We uphold the contention of the Solicitor General for the following reason:
1. Section 44 (f) of the Judiciary Act of 1948 expressly confers original jurisdiction on the Courts of First Instance over all criminal cases, like the present, in which the penalty provided by law is imprisonment for more than six months, or a fine of more than two hundred pesos. And section 87 of the same Act also confers original jurisdiction on justices of the peace and judges of municipal courts of chartered cities over all criminal cases arising under the laws relating to assaults where the intent to kill is not charged or evident upon the trial. The serious physical injuries charged in the information resulted from such assault. There is no inconsistency in giving two courts concurrent jurisdiction over the same offenses. To construe section 87 (c) as conferring exclusive original jurisdiction on justice of the peace and judges of municipal courts over all criminal cases therein enumerated would be to nullify pro tanto section 44 (f) of the same Act. A statute must be so construed as to harmonize and give effect to all its provisions whenever possible. (Re-affirmed in the cases of People vs. Peñas and Ferrer et al., 86 Phil., 569 and People vs. Salvacion Colisio, 88 Phil., 196.)

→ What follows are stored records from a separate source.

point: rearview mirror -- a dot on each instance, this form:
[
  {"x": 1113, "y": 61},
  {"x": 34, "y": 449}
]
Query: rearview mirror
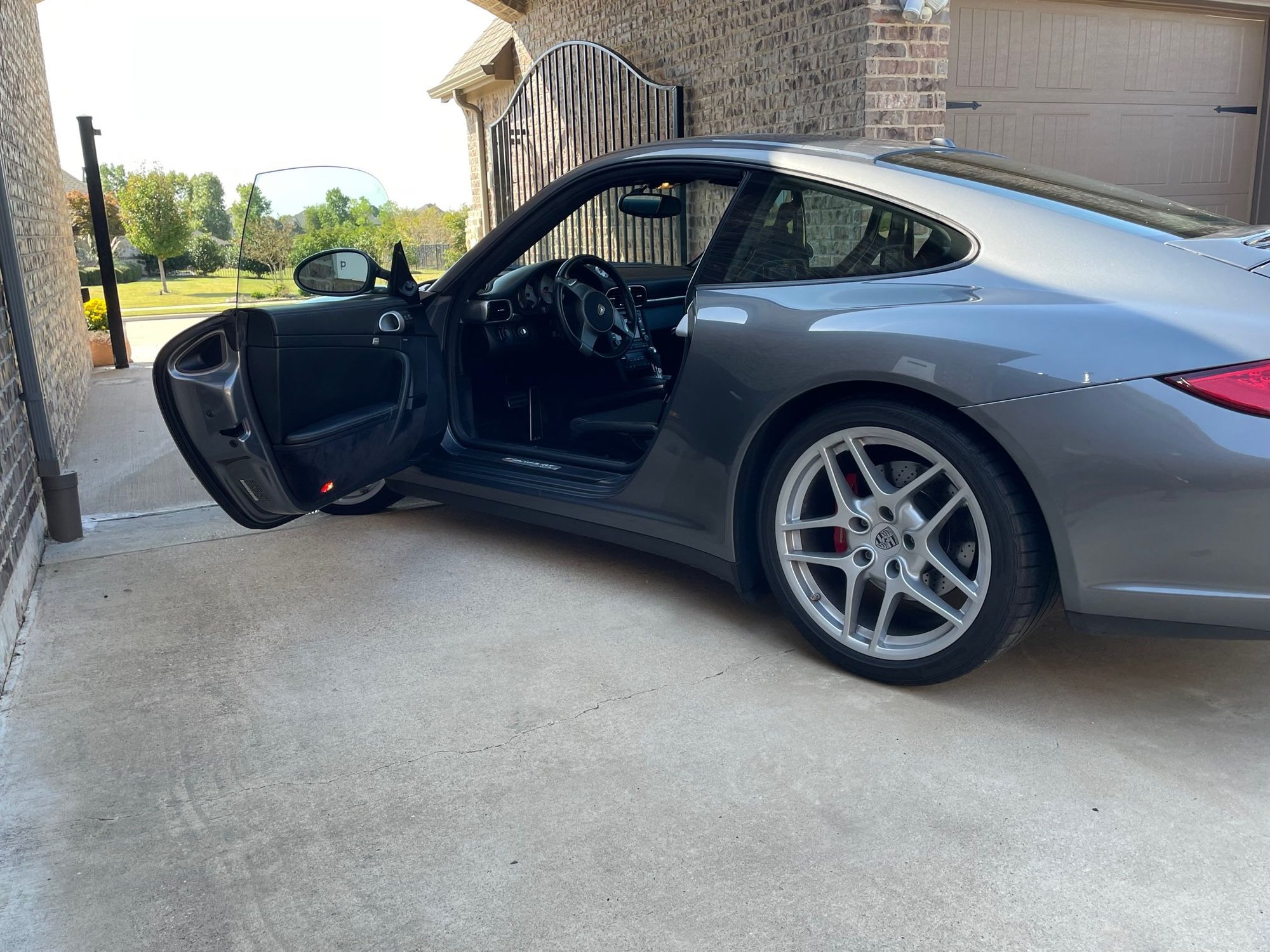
[
  {"x": 340, "y": 274},
  {"x": 651, "y": 205}
]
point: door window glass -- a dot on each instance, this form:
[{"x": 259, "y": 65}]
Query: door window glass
[
  {"x": 600, "y": 228},
  {"x": 791, "y": 230}
]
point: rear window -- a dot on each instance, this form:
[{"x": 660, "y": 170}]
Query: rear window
[{"x": 1102, "y": 197}]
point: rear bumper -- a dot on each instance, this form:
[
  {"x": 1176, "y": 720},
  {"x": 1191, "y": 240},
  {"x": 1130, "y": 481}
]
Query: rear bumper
[
  {"x": 1150, "y": 628},
  {"x": 1159, "y": 505}
]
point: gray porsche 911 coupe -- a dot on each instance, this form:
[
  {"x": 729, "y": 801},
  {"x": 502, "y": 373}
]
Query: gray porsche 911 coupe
[{"x": 918, "y": 393}]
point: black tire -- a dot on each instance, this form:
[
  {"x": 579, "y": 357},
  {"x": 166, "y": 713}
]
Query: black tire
[
  {"x": 1023, "y": 579},
  {"x": 377, "y": 502}
]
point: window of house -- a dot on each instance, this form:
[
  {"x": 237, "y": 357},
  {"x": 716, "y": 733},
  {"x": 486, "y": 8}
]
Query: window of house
[{"x": 791, "y": 230}]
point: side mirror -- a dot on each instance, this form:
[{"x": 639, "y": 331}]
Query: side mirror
[
  {"x": 651, "y": 205},
  {"x": 340, "y": 274}
]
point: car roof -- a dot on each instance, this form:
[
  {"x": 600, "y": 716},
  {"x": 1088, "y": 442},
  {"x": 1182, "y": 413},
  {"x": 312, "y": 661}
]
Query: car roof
[{"x": 849, "y": 148}]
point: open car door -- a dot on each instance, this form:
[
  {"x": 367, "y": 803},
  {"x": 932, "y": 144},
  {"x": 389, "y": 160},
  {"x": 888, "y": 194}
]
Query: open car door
[{"x": 284, "y": 407}]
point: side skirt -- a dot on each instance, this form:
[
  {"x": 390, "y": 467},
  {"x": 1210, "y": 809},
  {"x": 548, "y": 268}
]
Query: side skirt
[
  {"x": 1149, "y": 628},
  {"x": 719, "y": 568}
]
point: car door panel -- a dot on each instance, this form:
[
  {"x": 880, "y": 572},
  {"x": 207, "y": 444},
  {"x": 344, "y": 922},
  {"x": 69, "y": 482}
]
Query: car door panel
[{"x": 283, "y": 411}]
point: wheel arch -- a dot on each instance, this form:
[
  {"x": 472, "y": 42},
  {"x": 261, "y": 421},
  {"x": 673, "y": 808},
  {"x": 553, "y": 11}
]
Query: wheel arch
[{"x": 769, "y": 436}]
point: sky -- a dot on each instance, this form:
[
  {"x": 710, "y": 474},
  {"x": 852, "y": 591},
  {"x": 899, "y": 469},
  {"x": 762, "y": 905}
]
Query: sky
[{"x": 266, "y": 84}]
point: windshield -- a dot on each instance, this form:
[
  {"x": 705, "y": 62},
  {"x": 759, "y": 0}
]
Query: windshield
[
  {"x": 297, "y": 213},
  {"x": 1093, "y": 196}
]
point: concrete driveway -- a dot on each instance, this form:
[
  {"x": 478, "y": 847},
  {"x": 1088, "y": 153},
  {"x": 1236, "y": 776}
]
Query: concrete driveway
[{"x": 432, "y": 729}]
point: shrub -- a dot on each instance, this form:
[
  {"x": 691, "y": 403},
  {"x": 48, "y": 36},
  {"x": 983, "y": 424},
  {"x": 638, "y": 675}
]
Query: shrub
[
  {"x": 95, "y": 313},
  {"x": 208, "y": 256},
  {"x": 255, "y": 267}
]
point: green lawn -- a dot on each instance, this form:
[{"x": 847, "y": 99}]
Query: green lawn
[{"x": 197, "y": 294}]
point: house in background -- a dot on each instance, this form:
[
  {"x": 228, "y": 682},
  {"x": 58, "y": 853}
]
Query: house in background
[
  {"x": 1166, "y": 98},
  {"x": 46, "y": 249}
]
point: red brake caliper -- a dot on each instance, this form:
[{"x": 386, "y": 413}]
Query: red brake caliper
[{"x": 840, "y": 532}]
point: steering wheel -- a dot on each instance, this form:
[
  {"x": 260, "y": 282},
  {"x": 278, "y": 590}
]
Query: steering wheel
[{"x": 587, "y": 317}]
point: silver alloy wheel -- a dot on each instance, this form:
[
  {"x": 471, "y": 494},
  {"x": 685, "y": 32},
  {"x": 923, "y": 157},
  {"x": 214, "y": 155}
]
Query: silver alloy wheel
[
  {"x": 883, "y": 543},
  {"x": 360, "y": 496}
]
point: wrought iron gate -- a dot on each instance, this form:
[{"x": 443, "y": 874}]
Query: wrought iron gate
[{"x": 581, "y": 101}]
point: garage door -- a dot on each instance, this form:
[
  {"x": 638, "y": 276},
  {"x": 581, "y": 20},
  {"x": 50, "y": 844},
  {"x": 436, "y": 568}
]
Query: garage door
[{"x": 1161, "y": 101}]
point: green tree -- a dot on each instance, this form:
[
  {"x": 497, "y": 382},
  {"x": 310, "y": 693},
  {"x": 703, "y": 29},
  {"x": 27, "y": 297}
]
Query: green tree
[
  {"x": 208, "y": 256},
  {"x": 457, "y": 224},
  {"x": 272, "y": 242},
  {"x": 246, "y": 202},
  {"x": 82, "y": 216},
  {"x": 114, "y": 177},
  {"x": 156, "y": 214},
  {"x": 208, "y": 205}
]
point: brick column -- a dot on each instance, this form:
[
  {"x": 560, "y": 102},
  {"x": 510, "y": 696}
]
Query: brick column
[{"x": 906, "y": 74}]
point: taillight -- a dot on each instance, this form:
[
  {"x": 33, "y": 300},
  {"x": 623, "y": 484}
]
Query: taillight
[{"x": 1245, "y": 388}]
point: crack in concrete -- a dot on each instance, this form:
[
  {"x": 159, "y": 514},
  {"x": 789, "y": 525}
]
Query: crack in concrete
[{"x": 411, "y": 761}]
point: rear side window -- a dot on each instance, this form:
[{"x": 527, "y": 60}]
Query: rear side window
[
  {"x": 1089, "y": 195},
  {"x": 784, "y": 229}
]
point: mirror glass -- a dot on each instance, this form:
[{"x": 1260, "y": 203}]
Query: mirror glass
[
  {"x": 336, "y": 274},
  {"x": 651, "y": 205}
]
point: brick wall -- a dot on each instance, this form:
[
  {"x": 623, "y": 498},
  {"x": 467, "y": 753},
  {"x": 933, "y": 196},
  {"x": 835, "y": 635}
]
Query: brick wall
[
  {"x": 51, "y": 277},
  {"x": 849, "y": 68}
]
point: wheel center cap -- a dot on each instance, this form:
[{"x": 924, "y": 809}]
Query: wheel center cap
[{"x": 886, "y": 539}]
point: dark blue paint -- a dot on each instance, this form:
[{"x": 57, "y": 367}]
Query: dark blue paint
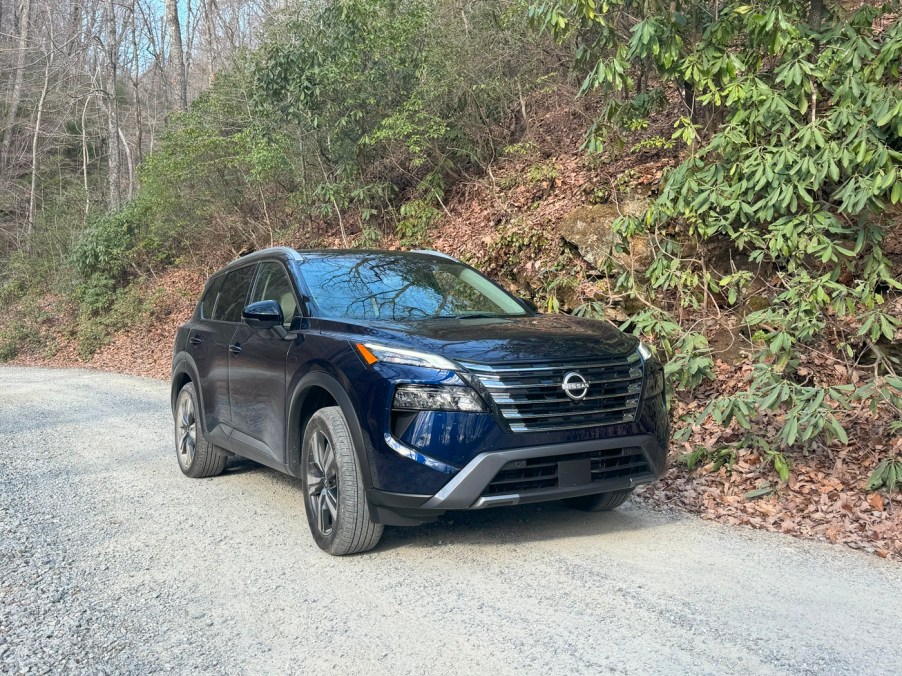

And while the justice of the peace court has such concurrent jurisdiction, it does not follow, as the trial court did, that the case should be returned to it for trial on the merits, to the exclusion of the court of first instance, because its prior assumption of jurisdiction was only for the purpose of preliminary investigation and not for trial on the merits. Thus, "It is said that when several courts have concurrent jurisdiction, the first court which acquires jurisdiction retains it to the exclusion of the others. This is a true principle, but in the present case the justice of the peace court acquired jurisdiction for the purpose of preliminary investigation and not for trial on the merits, for if by holding a preliminary investigation the Justice of the Peace necessarily acquires exclusive jurisdiction to try the case on the merits, the Court of First Instance would in fact and in effect be deprived of its concurrent jurisdiction on the merits in practically all cases of this kind." (Nenaria, et al., vs. Veluz, 91 Phil., 473.) (Emphasis supplied.) The action therefore of the lower court in returning the case to the justice of the peace for trial on the merits in the belief that the latter has exclusive jurisdiction over said case is not justified.
Wherefore, the order appealed from is revoked and the case is hereby remanded to the lower court for further proceedings, without pronouncement as to costs.
Pablo, Actg. C.J., Bengzon, Padilla, Montemayor, Labrador, Concepcion, and Reyes, J.B.L., JJ., concur.